A leading study concludes that immigrants are far more likely to own businesses than their Canadian counterparts, a key growth component.
Released in March 2016 and titled Immigration, Business Ownership and Employment in Canada, the study says that ‘rates of private business ownership and unincorporated self-employment are higher among immigrants than among the Canadian-born population’.
We know this officially for the first time because data based on immigrant business ownership has only recently become available with the introduction of the Canadian Employer-Employee Dynamics Database, which you can access here.
Statistics also show immigrant children consistently beat their peers with Canadian-born parents in terms of educational attainment.
A paper entitled ‘Educational and Labour Market Outcomes of Childhood Immigrants by Admission Class’ by Statistics Canada reveals the children of immigrants graduate high school at a rate of 91.6 per cent, against 88.8 per cent of children who are third generation or more.
When it comes to university, the gap increases, with 35.9 per cent of immigrant children graduating against 24.4 per cent from the established Canadian group.
Contribution of Immigrant Children
|Admission class||Graduated high-school (%)||Graduated university (%)||Average earnings ($)|
|Privately sponsored refugees||91.2||31.7||43,900|
|Refugees landed in Canada||91.4||29.4||35,400|
|THIRD GENERATION CANADIAN (OR MORE)||88.8||24.4||46,100|
Figures: Statistics Canada
At the same time, further figures show the percentage of immigrants in the working-age population has been steadily increasing for the last decade as the Canada-born proportion drops, illustrating the need to make up for the shortfall by bringing in foreign workers.
In 2006 less than 20 per cent of the workforce – those aged 15 and over – were from the landed immigrant population, while more than 78 per cent were born in Canada.
But fast forward 10 years and the latest data released by Statistics Canada shows an immigrant percentage just less than 24, while the Canada-born proportion has dropped almost as low as 74 per cent.
If the trend continues – and there’s no indication it will not – the two percentages will converge.
The numbers are increasingly dramatic over the last 12 months, when the number of immigrants in work increased by more than 260,000, 6.6 per cent higher than a year ago.

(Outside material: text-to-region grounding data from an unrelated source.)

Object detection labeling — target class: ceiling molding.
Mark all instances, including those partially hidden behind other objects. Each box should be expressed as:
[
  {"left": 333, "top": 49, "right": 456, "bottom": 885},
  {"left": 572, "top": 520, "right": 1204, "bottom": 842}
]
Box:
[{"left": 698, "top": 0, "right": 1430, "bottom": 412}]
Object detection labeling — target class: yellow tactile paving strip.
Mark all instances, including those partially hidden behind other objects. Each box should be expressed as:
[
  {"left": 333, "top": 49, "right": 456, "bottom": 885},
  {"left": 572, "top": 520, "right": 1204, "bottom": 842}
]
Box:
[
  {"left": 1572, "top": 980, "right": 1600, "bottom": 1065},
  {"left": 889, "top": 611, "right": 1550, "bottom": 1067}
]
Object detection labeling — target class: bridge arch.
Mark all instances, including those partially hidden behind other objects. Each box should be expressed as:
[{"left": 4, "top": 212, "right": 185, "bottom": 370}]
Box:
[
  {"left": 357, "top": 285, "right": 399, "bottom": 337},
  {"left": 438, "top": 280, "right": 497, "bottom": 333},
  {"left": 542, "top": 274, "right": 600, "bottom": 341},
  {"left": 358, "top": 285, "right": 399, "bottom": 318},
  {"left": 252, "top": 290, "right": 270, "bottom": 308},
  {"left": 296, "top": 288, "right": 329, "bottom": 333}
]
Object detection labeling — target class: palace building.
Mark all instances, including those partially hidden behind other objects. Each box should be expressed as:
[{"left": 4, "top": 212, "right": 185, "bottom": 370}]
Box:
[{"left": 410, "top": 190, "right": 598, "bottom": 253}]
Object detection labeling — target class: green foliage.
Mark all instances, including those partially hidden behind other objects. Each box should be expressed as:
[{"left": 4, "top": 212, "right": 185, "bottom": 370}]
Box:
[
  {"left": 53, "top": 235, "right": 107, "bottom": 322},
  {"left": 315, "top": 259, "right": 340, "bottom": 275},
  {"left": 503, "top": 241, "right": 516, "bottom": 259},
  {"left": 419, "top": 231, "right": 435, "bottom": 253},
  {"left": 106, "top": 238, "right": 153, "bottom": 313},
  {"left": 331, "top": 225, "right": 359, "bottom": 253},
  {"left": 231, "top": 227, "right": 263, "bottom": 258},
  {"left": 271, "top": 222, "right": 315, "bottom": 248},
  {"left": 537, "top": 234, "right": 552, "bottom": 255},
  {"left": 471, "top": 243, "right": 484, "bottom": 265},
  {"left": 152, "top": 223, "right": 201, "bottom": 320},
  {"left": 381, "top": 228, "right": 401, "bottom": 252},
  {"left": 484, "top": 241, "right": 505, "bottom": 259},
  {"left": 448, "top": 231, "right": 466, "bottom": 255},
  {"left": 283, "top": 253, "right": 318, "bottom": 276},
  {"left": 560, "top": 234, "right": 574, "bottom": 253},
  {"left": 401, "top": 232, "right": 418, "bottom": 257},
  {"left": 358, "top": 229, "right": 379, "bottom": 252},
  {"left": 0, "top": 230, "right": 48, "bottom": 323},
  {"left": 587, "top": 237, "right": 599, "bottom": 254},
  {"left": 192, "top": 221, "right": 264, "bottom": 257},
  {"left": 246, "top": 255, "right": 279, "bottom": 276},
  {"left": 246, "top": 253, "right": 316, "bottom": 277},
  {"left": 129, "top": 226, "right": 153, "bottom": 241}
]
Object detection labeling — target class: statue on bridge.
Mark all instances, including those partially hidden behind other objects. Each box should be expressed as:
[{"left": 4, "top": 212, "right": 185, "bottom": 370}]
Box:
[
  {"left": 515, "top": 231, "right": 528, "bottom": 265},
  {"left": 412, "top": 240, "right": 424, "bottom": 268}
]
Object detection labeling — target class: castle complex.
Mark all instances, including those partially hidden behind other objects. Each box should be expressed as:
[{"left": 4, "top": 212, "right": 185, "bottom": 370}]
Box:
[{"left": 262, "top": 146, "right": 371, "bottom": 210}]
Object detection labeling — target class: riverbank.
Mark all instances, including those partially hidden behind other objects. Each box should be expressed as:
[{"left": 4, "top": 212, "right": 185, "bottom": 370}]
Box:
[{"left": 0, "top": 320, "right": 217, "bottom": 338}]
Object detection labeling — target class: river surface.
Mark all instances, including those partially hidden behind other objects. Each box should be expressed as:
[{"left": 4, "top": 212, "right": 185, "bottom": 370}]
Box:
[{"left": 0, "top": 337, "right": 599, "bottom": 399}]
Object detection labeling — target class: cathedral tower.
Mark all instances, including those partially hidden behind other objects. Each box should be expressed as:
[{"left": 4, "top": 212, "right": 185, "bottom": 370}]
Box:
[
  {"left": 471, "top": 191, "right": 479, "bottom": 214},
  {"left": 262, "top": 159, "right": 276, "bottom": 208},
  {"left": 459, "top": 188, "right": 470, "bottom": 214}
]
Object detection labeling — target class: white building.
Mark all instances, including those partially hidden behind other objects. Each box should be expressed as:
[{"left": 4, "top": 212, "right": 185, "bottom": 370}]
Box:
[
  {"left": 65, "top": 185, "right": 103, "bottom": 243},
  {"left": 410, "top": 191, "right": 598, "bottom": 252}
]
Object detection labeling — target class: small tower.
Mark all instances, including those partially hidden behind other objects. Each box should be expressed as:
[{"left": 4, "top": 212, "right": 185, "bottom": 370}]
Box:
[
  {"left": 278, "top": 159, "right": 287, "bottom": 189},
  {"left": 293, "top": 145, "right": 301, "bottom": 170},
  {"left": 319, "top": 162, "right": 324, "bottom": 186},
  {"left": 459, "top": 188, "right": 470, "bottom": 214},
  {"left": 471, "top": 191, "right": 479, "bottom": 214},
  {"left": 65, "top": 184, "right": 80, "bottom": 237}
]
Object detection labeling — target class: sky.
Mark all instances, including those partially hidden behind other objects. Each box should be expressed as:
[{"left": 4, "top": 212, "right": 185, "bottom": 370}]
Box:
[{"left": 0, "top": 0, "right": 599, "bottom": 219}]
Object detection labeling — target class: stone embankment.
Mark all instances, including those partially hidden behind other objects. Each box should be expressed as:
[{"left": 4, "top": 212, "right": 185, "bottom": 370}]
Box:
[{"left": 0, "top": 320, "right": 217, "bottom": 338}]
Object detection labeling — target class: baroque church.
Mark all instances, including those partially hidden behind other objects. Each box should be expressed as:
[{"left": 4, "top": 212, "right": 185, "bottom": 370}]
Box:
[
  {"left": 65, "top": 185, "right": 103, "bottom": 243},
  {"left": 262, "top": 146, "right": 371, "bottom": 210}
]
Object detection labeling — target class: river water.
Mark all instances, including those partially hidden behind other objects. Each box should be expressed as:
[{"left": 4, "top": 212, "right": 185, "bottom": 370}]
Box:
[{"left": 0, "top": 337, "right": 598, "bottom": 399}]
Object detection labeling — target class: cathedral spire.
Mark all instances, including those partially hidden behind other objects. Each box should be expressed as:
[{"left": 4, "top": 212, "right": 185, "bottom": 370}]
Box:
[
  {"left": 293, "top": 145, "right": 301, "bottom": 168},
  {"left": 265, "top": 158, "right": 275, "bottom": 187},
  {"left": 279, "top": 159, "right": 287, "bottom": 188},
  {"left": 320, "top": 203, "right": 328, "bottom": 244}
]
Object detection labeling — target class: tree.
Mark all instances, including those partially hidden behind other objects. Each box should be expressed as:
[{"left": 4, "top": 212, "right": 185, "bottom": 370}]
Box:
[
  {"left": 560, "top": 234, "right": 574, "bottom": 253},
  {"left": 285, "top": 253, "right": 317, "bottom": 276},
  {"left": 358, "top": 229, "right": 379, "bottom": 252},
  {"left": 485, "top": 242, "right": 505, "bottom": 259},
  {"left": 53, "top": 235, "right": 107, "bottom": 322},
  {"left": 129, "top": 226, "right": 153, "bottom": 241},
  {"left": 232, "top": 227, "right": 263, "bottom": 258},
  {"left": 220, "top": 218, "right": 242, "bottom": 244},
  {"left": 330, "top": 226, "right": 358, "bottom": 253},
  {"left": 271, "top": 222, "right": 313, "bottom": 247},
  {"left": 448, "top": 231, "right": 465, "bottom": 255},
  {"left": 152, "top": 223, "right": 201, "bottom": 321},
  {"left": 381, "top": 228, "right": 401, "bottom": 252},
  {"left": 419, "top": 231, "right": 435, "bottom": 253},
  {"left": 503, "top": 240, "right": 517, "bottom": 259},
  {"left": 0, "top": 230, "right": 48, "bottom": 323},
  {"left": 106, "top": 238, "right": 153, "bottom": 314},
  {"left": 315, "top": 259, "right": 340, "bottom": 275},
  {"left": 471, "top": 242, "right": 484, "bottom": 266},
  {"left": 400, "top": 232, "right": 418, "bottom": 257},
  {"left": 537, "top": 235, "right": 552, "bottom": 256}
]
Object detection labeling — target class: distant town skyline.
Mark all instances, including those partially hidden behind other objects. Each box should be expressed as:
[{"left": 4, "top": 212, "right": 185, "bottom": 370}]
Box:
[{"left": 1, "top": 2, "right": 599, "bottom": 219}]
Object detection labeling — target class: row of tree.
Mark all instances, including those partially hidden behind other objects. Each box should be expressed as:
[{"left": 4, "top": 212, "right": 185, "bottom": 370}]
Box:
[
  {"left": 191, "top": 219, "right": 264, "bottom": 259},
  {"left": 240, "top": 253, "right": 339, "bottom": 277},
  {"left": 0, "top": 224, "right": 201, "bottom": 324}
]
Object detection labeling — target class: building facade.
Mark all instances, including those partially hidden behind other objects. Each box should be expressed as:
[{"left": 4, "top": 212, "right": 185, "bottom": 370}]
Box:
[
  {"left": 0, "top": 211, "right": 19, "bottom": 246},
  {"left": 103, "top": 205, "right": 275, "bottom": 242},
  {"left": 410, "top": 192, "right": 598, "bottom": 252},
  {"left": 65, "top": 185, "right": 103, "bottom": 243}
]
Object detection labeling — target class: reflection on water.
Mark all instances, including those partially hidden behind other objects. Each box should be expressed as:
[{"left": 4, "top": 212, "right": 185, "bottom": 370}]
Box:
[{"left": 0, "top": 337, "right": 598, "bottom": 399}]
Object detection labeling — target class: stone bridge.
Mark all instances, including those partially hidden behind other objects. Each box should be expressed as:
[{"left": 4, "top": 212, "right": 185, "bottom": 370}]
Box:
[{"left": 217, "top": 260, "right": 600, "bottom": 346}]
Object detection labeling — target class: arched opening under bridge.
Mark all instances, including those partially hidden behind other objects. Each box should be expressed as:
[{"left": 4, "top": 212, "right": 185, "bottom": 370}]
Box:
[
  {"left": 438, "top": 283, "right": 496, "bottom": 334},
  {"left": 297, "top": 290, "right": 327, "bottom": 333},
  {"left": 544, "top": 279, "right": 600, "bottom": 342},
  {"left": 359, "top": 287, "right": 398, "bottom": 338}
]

In the same period, the number of native-born workers has decreased by 93,300, although it is showing signs of recovery in the last two months.
Analysts say the data shows Canada has reached the point where it cannot grow without immigrants, with Canadian-born workers exiting the labour force at such a rate.
A further study suggests the more immigrants of a given nationality or culture a country welcomes, the more likely the nation of origin is to invest further down the line.
According to the National Bureau of Economic Research, investment comes in the long term, as often the ‘push’ factors of migration mean the nation of origin is not able to invest in the short term.
A good example of this is Syria, extremely unlikely to invest any time soon, but with refugees spreading all over the world, including more than 30,000 in Canada, investment could flow in more stable times when citizens are looking for places to put their assets.